Tip:
Highlight text to annotate it
X
So now that I think we feel like we've got at least a decent
understanding of MapReduce from a high level, some of you much...
probably have been dealing with MapReduce
before even this summer school session started.
Let's... actually start to talk about... a little bit about a cluster.
So what exactly is a cluster?
Some of you may have had clusters in your cereral this morning.
Other of you may have been actually experiencing clusters
from a computing perspective. So if you go from this kind of
local node of what's a cluster, I'll start with my laptop,
but now if your problems are starting to get big enough where
I actually can't compute them within my own little laptop environment,
there's this whole concept of high-performance computing,
high-throughput computing, distributed computing.

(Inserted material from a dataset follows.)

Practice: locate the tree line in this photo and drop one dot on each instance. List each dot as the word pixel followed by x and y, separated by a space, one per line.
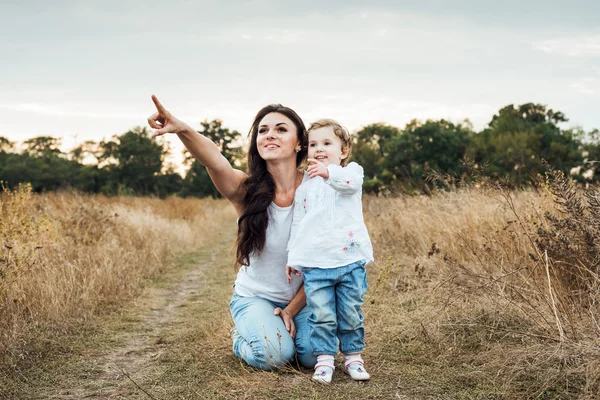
pixel 511 147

We're starting to get this mode of, "I think I'm probably going to need
more than one computer to do my work. I'm gonna need to put my data
across multiple machines, I'm going to need to use multiple CPUs."
And so it starts to become a lot more complex,
now machines need to communicate with each other.
They need to... I need to be able to actually
have my data accessible from every single computer.
So it becomes a harder problem. And you say,
"Wait a sec, I'm not even a computer scientist.
All I want to do is solve my Bioinformatics problem, all I want to do
is solve my Linguistics problem. I just have a lot of data to deal with.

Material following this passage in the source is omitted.